Una vez más —¿será la última?— me apeo en la Gare du Nord. No me pregunto ya qué vengo a hacer aquí, puesto que en la capital de Europa me siento como en mi propia casa. Ha ido tomando cuerpo en mí una especie de decisión, más bien vaga, lo admito: la de retirarme al convento de los benedictinos de Solesmes.

Pero antes quiero visitar los viejos lugares, con sus recuerdos dolorosos y tan dulces. Así vuelvo a ver el Jardin du Luxembourg, el Hotel Orfila, el cementerio de Montparnasse y el Jardin des Plantes. En la rue Censier me detengo un momento para echar una mirada furtiva al jardincillo de mi hotel de la rue de la Clef. Grande es mi emoción al volver a ver el pabellón y la habitación donde escapé de la muerte, esa noche terrible en que luché con el arcángel sin saberlo. ¡Imaginaos mi estado de ánimo cuando, al dirigirme hacia el Jardin des Plantes, observo los rastros del vendaval que ha devastado precisamente mi alameda, delante de los osos y los bisontes!

Tomando por la rue Saint-Jacques, descubro la librería espiritista y compro El libro de los espíritus de Allan Kardec, del que nada sé.

Me lo llevo y lo leo.

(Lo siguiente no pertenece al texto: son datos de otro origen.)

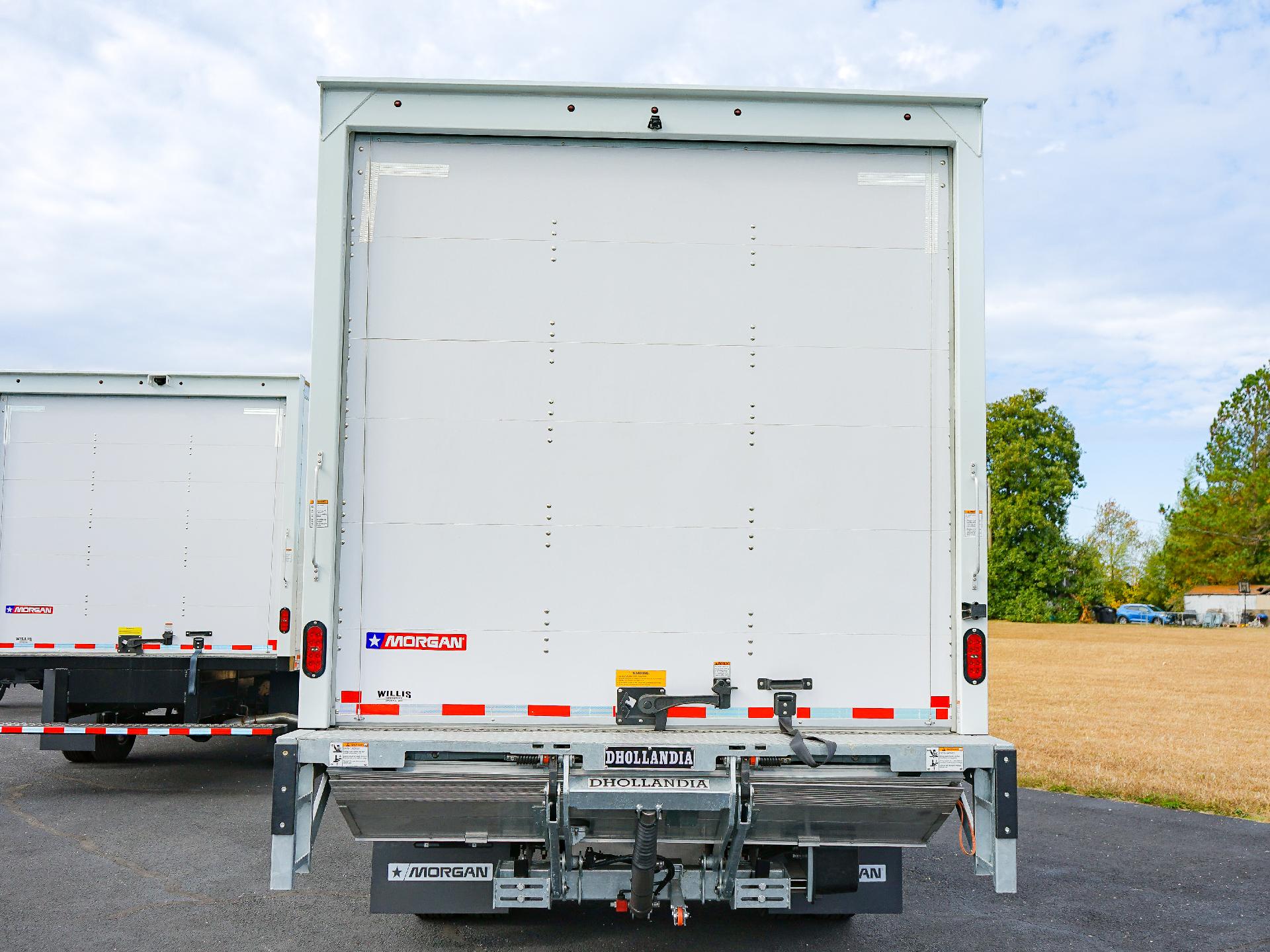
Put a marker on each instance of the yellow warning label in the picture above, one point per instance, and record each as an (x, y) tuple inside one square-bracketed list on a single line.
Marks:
[(640, 680)]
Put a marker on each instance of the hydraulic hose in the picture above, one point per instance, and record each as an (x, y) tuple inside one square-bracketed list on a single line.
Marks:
[(643, 863)]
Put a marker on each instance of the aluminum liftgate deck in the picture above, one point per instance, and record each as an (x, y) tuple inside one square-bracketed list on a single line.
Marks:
[(536, 429)]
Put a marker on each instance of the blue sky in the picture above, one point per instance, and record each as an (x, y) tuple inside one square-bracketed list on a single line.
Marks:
[(158, 200)]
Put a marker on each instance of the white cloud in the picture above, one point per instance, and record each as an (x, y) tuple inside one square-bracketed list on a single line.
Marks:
[(158, 198)]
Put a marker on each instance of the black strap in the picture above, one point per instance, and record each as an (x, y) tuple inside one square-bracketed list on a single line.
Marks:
[(798, 744)]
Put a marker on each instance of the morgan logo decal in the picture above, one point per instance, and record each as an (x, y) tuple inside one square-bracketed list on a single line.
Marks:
[(679, 758), (414, 641), (448, 873)]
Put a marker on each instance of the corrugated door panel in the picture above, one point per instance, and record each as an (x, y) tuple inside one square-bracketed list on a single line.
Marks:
[(616, 407), (132, 512)]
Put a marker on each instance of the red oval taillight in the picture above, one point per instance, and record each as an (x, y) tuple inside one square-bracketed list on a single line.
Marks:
[(974, 656), (314, 660)]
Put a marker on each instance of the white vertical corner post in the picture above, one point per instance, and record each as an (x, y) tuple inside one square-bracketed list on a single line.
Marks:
[(352, 107)]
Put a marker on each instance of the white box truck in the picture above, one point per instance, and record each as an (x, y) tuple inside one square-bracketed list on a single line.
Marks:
[(653, 426), (150, 530)]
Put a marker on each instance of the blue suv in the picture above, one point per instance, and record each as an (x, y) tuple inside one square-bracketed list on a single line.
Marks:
[(1142, 615)]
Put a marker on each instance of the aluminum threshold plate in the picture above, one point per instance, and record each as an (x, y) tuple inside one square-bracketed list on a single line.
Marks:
[(393, 746)]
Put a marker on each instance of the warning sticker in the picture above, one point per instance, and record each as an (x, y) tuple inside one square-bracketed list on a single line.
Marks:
[(970, 520), (319, 513), (944, 760), (349, 753), (640, 680)]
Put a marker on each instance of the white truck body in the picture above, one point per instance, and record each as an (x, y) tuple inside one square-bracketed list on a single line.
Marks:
[(643, 390), (160, 510), (125, 506)]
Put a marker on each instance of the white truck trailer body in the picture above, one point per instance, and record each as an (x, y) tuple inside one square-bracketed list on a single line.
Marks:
[(653, 415), (144, 520)]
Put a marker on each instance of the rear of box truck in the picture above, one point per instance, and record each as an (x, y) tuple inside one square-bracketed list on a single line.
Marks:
[(651, 426), (150, 530)]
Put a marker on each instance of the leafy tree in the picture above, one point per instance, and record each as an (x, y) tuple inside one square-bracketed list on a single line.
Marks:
[(1218, 532), (1121, 550), (1034, 474)]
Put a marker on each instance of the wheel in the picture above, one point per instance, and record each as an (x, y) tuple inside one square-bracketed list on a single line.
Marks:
[(113, 749)]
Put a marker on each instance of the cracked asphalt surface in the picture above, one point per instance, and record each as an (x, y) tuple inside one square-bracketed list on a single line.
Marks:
[(169, 850)]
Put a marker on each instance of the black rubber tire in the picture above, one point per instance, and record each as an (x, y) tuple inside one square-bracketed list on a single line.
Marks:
[(113, 749)]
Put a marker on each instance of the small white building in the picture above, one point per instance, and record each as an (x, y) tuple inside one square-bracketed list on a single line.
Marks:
[(1227, 598)]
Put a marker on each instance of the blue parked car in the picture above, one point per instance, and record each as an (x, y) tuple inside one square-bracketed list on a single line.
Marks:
[(1142, 615)]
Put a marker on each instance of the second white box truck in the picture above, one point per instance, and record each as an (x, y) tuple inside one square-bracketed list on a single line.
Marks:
[(653, 427), (150, 534)]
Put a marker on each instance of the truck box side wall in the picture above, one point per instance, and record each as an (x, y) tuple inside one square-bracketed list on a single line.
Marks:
[(132, 510), (643, 405)]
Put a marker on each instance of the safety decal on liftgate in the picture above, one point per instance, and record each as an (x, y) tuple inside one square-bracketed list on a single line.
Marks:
[(628, 678), (415, 641)]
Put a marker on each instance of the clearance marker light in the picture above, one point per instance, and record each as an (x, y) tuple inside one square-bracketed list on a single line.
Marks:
[(974, 656), (314, 662)]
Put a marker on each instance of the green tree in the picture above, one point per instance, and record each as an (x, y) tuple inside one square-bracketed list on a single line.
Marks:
[(1218, 531), (1034, 470), (1121, 550)]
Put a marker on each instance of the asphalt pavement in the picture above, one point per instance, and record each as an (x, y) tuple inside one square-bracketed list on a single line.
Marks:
[(169, 851)]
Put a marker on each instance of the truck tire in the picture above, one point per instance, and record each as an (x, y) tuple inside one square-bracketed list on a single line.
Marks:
[(112, 749)]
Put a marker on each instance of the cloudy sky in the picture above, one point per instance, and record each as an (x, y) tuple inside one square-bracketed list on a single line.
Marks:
[(158, 200)]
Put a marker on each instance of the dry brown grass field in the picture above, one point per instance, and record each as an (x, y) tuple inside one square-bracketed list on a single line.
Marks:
[(1170, 716)]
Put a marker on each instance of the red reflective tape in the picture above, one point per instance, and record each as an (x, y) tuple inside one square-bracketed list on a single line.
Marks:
[(686, 713), (549, 711)]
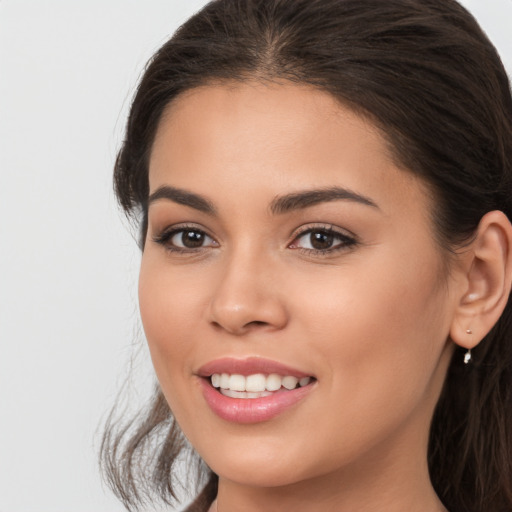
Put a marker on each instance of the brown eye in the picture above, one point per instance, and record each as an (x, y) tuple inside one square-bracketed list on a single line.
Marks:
[(189, 238), (322, 240)]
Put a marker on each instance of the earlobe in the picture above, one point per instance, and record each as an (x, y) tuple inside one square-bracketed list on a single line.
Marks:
[(488, 276)]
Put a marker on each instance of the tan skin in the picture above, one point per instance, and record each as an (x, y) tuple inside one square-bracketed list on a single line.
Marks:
[(371, 313)]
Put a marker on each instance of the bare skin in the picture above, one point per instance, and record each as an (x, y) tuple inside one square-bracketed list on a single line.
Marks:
[(368, 311)]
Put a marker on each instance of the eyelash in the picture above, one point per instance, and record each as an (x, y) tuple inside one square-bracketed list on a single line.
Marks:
[(345, 241), (166, 236)]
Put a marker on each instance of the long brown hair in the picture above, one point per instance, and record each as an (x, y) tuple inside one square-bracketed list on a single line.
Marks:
[(426, 74)]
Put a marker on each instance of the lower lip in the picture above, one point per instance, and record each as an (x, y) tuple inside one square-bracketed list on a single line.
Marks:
[(251, 410)]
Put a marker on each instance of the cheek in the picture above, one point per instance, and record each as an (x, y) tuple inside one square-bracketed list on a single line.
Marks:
[(382, 329), (169, 311)]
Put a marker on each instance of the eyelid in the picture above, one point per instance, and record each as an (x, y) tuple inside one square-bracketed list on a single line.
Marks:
[(163, 237), (347, 238)]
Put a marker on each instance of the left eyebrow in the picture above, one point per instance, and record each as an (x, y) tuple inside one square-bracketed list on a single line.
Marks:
[(307, 198)]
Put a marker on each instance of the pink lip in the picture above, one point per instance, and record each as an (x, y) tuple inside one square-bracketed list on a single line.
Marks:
[(249, 366), (250, 410)]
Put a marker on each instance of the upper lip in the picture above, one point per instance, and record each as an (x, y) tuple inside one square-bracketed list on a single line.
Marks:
[(248, 366)]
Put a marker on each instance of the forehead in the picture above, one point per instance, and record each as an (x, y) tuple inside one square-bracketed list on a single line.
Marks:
[(279, 137)]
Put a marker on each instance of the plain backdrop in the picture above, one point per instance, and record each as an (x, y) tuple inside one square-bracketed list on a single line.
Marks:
[(68, 263)]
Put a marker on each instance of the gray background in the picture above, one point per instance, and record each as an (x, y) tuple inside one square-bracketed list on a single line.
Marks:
[(68, 309)]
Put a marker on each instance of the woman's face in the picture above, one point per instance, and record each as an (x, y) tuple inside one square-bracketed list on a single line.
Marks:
[(283, 239)]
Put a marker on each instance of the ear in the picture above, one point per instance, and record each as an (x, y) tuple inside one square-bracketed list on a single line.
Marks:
[(486, 280)]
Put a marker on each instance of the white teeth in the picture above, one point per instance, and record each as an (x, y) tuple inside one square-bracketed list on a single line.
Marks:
[(256, 385), (244, 394), (274, 382), (304, 381), (224, 381), (290, 382), (237, 383)]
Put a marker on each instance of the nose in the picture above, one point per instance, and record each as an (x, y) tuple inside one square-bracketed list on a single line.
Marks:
[(247, 297)]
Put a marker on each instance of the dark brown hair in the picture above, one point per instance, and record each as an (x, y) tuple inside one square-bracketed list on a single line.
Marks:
[(426, 74)]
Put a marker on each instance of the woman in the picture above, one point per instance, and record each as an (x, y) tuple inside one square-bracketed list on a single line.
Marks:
[(323, 190)]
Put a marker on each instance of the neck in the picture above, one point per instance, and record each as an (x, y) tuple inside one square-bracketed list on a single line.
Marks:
[(393, 479)]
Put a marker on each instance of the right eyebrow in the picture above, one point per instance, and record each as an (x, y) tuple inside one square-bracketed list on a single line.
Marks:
[(180, 196)]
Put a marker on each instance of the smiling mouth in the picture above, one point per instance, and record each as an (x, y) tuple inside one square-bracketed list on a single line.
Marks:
[(257, 385)]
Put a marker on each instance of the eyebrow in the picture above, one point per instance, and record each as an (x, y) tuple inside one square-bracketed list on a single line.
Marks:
[(300, 200), (280, 205), (180, 196)]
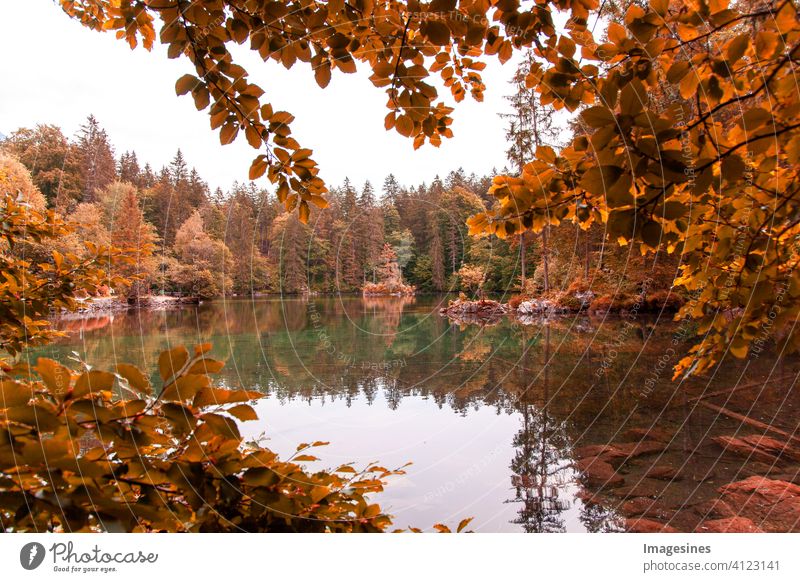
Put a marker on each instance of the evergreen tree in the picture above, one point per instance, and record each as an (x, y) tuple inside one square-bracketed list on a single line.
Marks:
[(97, 161)]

Pero está Swedenborg y sobre todo Madame Blavatsky, y reencontrando «mi caso» por todas partes, no puedo negar que soy espiritista. ¡Yo, un espiritista! ¡Nunca hubiera pensado acabar así, cuando hacía burla del espiritismo de mi antiguo jefe, en la Biblioteca Real de Estocolmo! ¡Nunca sabe uno cómo va a acabar!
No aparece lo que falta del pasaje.